1890年代、ニューイングランドの孤島。4週間に渡って灯台と島の管理をおこなうため、2人の灯台守がやってくる。威圧的で支配的なベテランのトーマス・ウェイクと未経験の若者イーフレイム・ウィンズローは、そりが合わず初日から衝突を繰り返していた。険悪な雰囲気のなか、嵐によって2人は島に閉じ込められてしまう。孤立状態となった彼らは、次第に狂気に囚われていき...
 

review:

A24が『ウィッチ』のロバート・エガース監督に撮らせたとあっては観る以外ないのだが、やはり、この上なく悪い夢を観ているような映画体験で呆気に取られた。絶海の孤島に2人の灯台守がやってくるが、彼らを迎える陰鬱な空、荒れ狂う海は不吉なムードを漂わせ、響き渡る不協和音が心をざわつかせる。35ミリ白黒フィルムで撮影され、正方形に近い画面サイズで映し出されるモノクロームの映像は、その深い闇をいっそう際立たせる。
 
年老いたベテランのウェイクと新米のウィンズローは最初からソリが合わず、衝突しがちな2人の間にはぎくしゃくした緊張感が漂う。

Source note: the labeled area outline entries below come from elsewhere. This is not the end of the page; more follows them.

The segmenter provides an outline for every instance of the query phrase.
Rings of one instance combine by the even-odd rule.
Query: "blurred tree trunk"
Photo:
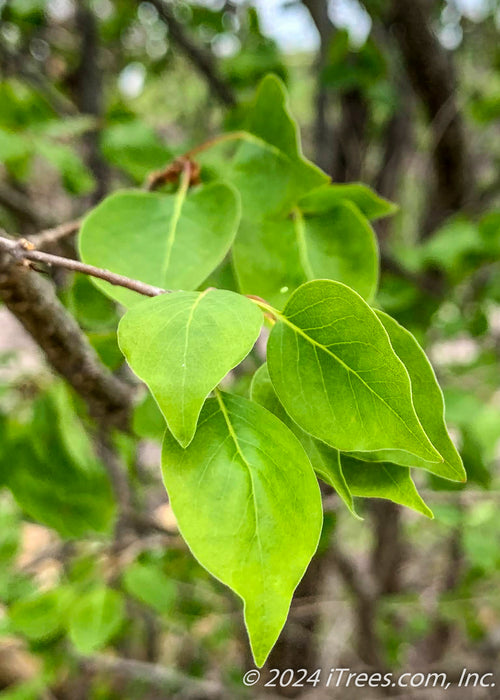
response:
[[[328,47],[333,36],[334,26],[328,17],[326,0],[302,0],[318,30],[320,45],[316,57],[316,104],[314,119],[315,160],[320,168],[327,171],[331,167],[333,149],[332,129],[328,123],[328,90],[322,83],[322,71],[328,61]]]
[[[424,237],[467,203],[472,182],[455,72],[450,55],[432,31],[431,9],[423,0],[393,0],[390,15],[408,77],[432,132],[435,182],[423,223]]]
[[[99,28],[93,11],[86,3],[78,3],[75,18],[81,38],[80,64],[76,72],[76,103],[82,114],[95,117],[99,122],[103,116]],[[85,161],[96,181],[91,196],[92,203],[105,197],[109,188],[109,168],[100,151],[99,130],[97,124],[83,136]]]

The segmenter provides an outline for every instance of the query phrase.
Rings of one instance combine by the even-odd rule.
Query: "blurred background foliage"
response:
[[[498,668],[499,35],[498,0],[0,0],[12,235],[81,217],[237,128],[269,72],[288,85],[306,155],[399,204],[376,224],[377,304],[426,348],[469,480],[419,475],[432,522],[383,501],[359,504],[358,522],[325,493],[320,553],[269,667]],[[75,255],[71,237],[49,249]],[[82,276],[50,275],[101,361],[130,379],[116,306]],[[210,284],[232,288],[230,268]],[[151,397],[107,442],[0,316],[0,698],[249,696],[236,601],[189,554],[166,500]],[[261,359],[258,345],[227,381],[246,394]]]

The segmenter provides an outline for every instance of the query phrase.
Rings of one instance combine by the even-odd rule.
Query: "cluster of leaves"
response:
[[[180,531],[243,599],[262,665],[318,544],[315,473],[355,515],[353,497],[364,496],[432,517],[410,468],[453,481],[465,471],[423,350],[370,306],[370,220],[394,206],[362,185],[332,185],[303,157],[273,76],[244,130],[198,160],[199,186],[188,164],[172,191],[104,200],[83,222],[80,254],[179,290],[144,299],[95,281],[128,309],[119,345],[166,422],[163,477]],[[251,399],[220,391],[264,323],[267,363]]]

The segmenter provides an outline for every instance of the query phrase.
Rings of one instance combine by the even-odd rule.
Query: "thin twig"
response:
[[[0,239],[2,240],[2,239]],[[32,335],[49,364],[82,397],[99,422],[129,428],[133,391],[99,360],[53,285],[16,264],[12,240],[0,245],[0,299]]]
[[[59,226],[54,226],[54,228],[48,228],[44,231],[34,234],[29,237],[30,243],[33,244],[38,250],[45,250],[51,248],[55,243],[59,243],[63,238],[68,238],[74,233],[77,233],[81,226],[81,219],[75,219],[74,221],[67,221]]]
[[[130,279],[124,275],[118,275],[110,270],[94,267],[93,265],[86,265],[79,260],[71,260],[70,258],[63,258],[59,255],[52,255],[51,253],[35,250],[33,244],[23,238],[14,241],[10,238],[0,236],[0,250],[9,253],[17,260],[31,260],[32,262],[40,262],[45,265],[64,267],[66,270],[72,270],[74,272],[82,272],[84,275],[97,277],[98,279],[109,282],[109,284],[113,284],[117,287],[125,287],[125,289],[130,289],[133,292],[143,294],[147,297],[156,297],[171,291],[162,289],[161,287],[153,287],[150,284]]]

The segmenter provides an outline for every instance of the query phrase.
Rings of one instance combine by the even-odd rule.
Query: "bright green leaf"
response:
[[[91,265],[167,289],[196,289],[231,247],[239,222],[238,195],[212,184],[187,196],[123,191],[85,218],[80,254]],[[125,306],[136,292],[95,280]]]
[[[75,603],[68,633],[80,654],[92,654],[106,646],[125,619],[123,597],[111,588],[95,588]]]
[[[282,307],[302,283],[333,279],[371,299],[378,282],[373,229],[348,201],[307,215],[299,209],[258,225],[244,220],[233,258],[240,289]]]
[[[429,360],[409,331],[382,311],[376,313],[389,335],[394,351],[408,370],[413,405],[420,423],[444,461],[439,464],[430,464],[407,452],[399,453],[394,450],[369,456],[359,455],[359,457],[396,462],[407,467],[423,467],[445,479],[465,481],[466,474],[462,460],[446,429],[443,394]]]
[[[122,352],[183,447],[206,397],[248,355],[262,322],[252,301],[217,289],[146,299],[120,321]]]
[[[357,516],[354,508],[352,494],[342,473],[340,465],[340,457],[338,450],[325,445],[324,442],[316,440],[299,428],[297,423],[288,416],[285,409],[281,405],[276,392],[269,377],[267,364],[263,364],[255,372],[252,385],[250,387],[252,401],[264,406],[268,411],[274,413],[295,435],[299,438],[305,449],[307,456],[311,460],[314,471],[327,484],[330,484],[344,501],[351,513]]]
[[[209,399],[183,450],[167,433],[163,476],[195,557],[245,603],[255,661],[265,662],[321,531],[321,498],[297,438],[271,413]]]
[[[342,471],[353,496],[385,498],[433,518],[432,511],[415,488],[408,467],[371,464],[341,455]]]
[[[380,197],[371,187],[360,182],[319,187],[301,199],[300,208],[306,214],[318,214],[329,211],[334,204],[344,201],[352,202],[371,221],[398,211],[396,204]]]
[[[326,280],[300,287],[278,316],[267,358],[278,398],[314,437],[343,452],[398,449],[442,461],[384,327],[349,287]]]

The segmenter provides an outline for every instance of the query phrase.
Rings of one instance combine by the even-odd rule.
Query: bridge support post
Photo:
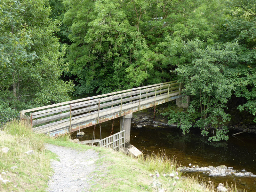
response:
[[[131,120],[132,117],[132,114],[130,113],[121,117],[120,131],[125,130],[125,145],[127,146],[130,143],[131,135]]]
[[[189,96],[185,96],[176,99],[176,105],[179,107],[187,108],[189,104]]]

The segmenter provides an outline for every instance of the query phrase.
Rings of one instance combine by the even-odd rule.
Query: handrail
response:
[[[32,109],[26,109],[25,110],[22,110],[21,111],[20,111],[20,112],[21,112],[23,114],[25,113],[27,113],[28,112],[30,112],[31,111],[34,111],[37,110],[40,110],[41,109],[43,109],[45,108],[50,108],[51,107],[56,107],[57,106],[59,106],[60,105],[66,105],[67,104],[69,104],[70,103],[75,103],[76,102],[79,102],[82,101],[83,100],[89,100],[89,99],[95,99],[97,98],[98,98],[99,97],[105,97],[105,96],[107,96],[108,95],[109,95],[111,94],[114,94],[117,93],[121,93],[125,92],[127,92],[128,91],[135,91],[135,90],[137,90],[138,89],[144,89],[144,88],[146,88],[147,87],[154,87],[158,85],[164,85],[167,84],[170,84],[171,83],[175,82],[177,81],[177,80],[175,81],[170,81],[169,82],[166,82],[165,83],[160,83],[156,84],[155,84],[153,85],[148,85],[147,86],[144,86],[143,87],[136,87],[136,88],[133,88],[132,89],[126,89],[125,90],[124,90],[123,91],[119,91],[116,92],[113,92],[111,93],[106,93],[105,94],[103,94],[102,95],[97,95],[96,96],[94,96],[93,97],[86,97],[85,98],[84,98],[82,99],[77,99],[76,100],[72,100],[71,101],[66,101],[65,102],[62,102],[62,103],[56,103],[56,104],[52,104],[52,105],[46,105],[45,106],[44,106],[42,107],[37,107],[36,108],[33,108]]]
[[[69,127],[71,129],[71,120],[74,119],[74,117],[73,117],[73,116],[78,115],[77,116],[86,116],[86,115],[80,115],[79,114],[84,114],[85,113],[89,112],[90,114],[92,115],[95,114],[94,112],[95,112],[98,113],[97,121],[98,123],[100,119],[100,108],[109,108],[109,107],[115,108],[116,107],[114,107],[114,106],[116,105],[116,107],[119,106],[120,107],[121,114],[122,112],[122,105],[124,104],[126,105],[125,103],[127,102],[131,102],[130,103],[132,104],[134,102],[139,101],[138,108],[139,109],[139,110],[140,110],[140,101],[144,100],[145,99],[143,98],[148,98],[149,97],[151,97],[150,98],[153,98],[153,97],[154,96],[155,103],[157,94],[167,95],[167,99],[169,98],[169,94],[170,93],[179,92],[179,95],[180,95],[181,85],[180,83],[177,82],[177,81],[161,84],[162,84],[159,85],[159,84],[155,84],[141,87],[137,87],[133,89],[116,92],[114,93],[110,93],[94,97],[84,98],[81,99],[84,100],[81,101],[81,102],[75,103],[74,103],[75,102],[75,101],[77,101],[79,100],[70,101],[69,101],[69,104],[64,106],[63,106],[64,103],[62,102],[54,105],[50,105],[44,107],[21,111],[20,112],[20,118],[25,119],[27,121],[29,122],[29,124],[32,128],[33,125],[45,124],[49,122],[52,122],[52,121],[58,119],[60,119],[60,120],[57,122],[59,122],[59,123],[69,120]],[[179,84],[179,85],[178,85]],[[144,89],[143,89],[143,88]],[[132,89],[133,90],[131,90]],[[135,89],[136,90],[134,90]],[[114,95],[115,93],[117,94]],[[111,96],[104,97],[107,94]],[[96,98],[96,97],[98,98]],[[84,100],[85,99],[89,100],[84,101]],[[49,107],[50,106],[52,107],[54,105],[57,107],[44,109],[49,108]],[[46,108],[46,107],[47,107]],[[34,110],[32,110],[33,109]],[[35,111],[44,109],[44,110],[41,111],[34,112]],[[27,116],[25,115],[25,112],[28,111],[28,110],[34,112],[31,113],[29,116]],[[105,111],[105,110],[103,110]],[[92,112],[91,112],[92,111]],[[54,114],[57,114],[52,115]],[[68,117],[69,119],[64,119]],[[49,124],[50,125],[50,124],[57,124],[50,123],[47,124]],[[45,126],[45,125],[43,126]]]

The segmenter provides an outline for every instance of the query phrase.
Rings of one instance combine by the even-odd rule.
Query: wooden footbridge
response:
[[[57,136],[175,100],[181,91],[174,81],[20,111],[20,118]]]

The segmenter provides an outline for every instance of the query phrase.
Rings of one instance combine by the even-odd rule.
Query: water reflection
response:
[[[120,130],[119,119],[115,121],[114,133]],[[246,133],[230,136],[227,141],[210,142],[207,137],[202,136],[196,130],[182,136],[179,129],[160,126],[143,127],[138,129],[133,125],[131,130],[131,143],[137,148],[146,150],[157,151],[164,149],[166,155],[174,155],[177,160],[185,166],[189,163],[199,166],[218,166],[225,164],[234,169],[244,169],[256,174],[256,135]],[[102,138],[109,136],[112,121],[101,125]],[[92,139],[93,127],[82,130],[85,134],[83,140]],[[233,133],[230,133],[231,135]],[[99,126],[96,128],[96,138],[99,138]],[[75,133],[73,135],[75,137]],[[196,174],[196,173],[193,173]],[[207,175],[200,176],[207,179]],[[256,191],[256,178],[233,177],[218,177],[213,178],[217,185],[228,180],[236,184],[239,188],[246,188],[248,192]]]

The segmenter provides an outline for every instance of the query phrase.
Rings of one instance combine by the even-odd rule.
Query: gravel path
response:
[[[57,154],[60,161],[51,162],[54,173],[49,181],[47,191],[90,191],[90,180],[96,174],[94,162],[98,154],[92,149],[81,151],[63,147],[45,144],[45,148]]]

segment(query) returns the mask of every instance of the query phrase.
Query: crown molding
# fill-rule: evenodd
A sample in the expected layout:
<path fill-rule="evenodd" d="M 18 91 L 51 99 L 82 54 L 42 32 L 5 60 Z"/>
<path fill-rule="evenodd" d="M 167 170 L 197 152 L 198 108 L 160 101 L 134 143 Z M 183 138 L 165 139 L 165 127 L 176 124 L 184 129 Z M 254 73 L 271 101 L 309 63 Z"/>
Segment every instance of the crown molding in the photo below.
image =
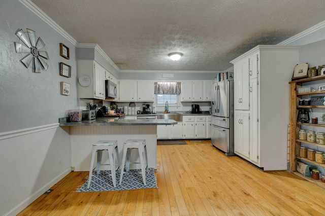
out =
<path fill-rule="evenodd" d="M 215 74 L 218 73 L 222 73 L 221 70 L 120 70 L 120 73 L 186 73 L 186 74 Z"/>
<path fill-rule="evenodd" d="M 66 38 L 70 43 L 76 46 L 77 42 L 76 40 L 73 38 L 70 34 L 66 31 L 53 20 L 51 19 L 45 13 L 36 6 L 34 3 L 30 0 L 19 0 L 19 1 L 23 4 L 26 8 L 30 11 L 35 14 L 37 16 L 40 17 L 41 20 L 44 21 L 46 23 L 52 27 L 55 30 L 57 31 L 58 33 L 61 34 L 63 38 Z"/>
<path fill-rule="evenodd" d="M 313 26 L 312 26 L 310 28 L 291 37 L 291 38 L 289 38 L 287 40 L 279 43 L 277 45 L 287 45 L 288 44 L 290 44 L 296 41 L 323 28 L 324 27 L 325 27 L 325 21 L 323 21 L 322 22 L 321 22 L 319 23 L 318 23 Z"/>
<path fill-rule="evenodd" d="M 76 45 L 76 47 L 78 48 L 91 48 L 94 49 L 114 68 L 118 72 L 120 72 L 120 68 L 112 61 L 112 59 L 105 53 L 103 49 L 97 44 L 89 44 L 80 43 L 78 43 Z"/>

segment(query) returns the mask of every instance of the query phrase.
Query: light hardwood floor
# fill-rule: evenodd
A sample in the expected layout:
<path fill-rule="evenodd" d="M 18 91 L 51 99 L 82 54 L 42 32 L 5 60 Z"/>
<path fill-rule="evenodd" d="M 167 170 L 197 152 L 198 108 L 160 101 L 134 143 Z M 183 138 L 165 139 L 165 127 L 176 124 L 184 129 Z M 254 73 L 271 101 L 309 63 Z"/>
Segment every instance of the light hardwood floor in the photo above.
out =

そして威圧的で支配的なウェイクに理不尽な重労働を課せられ、過酷な生活のなかでウィンズローが狂気に囚われていく様子が描かれる。が、そもそも最初から妄想と狂気と虚言が入り混じり、何が現実で何が真実なのかまるで分からなくなっていくのだ。
 
一度観た後に、公式サイトを含めいろんな解説を読んでみた。解説されると一気に面白さが押し寄せてくるあたり、モダンアートのインスタレーションのようでもある。1801年にイギリス・ウェールズで実際に起きた事件をベースにしたそうだが、エガース兄弟はよくこんな脚本を書いたものだと思う。幾重にも織り込まれた神話や古典文学のモチーフやメタファーを理解した上でもう一度観るか迷っているが、あの狂気と地獄をおかわりするのかと思うと気が重い。
 
ただ、この世に2つとないロバート・エガースの傑作であることは間違いなく、ウィレム・デフォーロバート・パティンソンの怪演も相俟って、今後も映画史のなかで語り継がれていくだろう。もし観るのなら、その前か後になんらかの解説を読むことをお勧めする。1人で観るのは気が重いが、みんなでああでもない、こうでもないって分析しながら観たら面白いかもなぁ。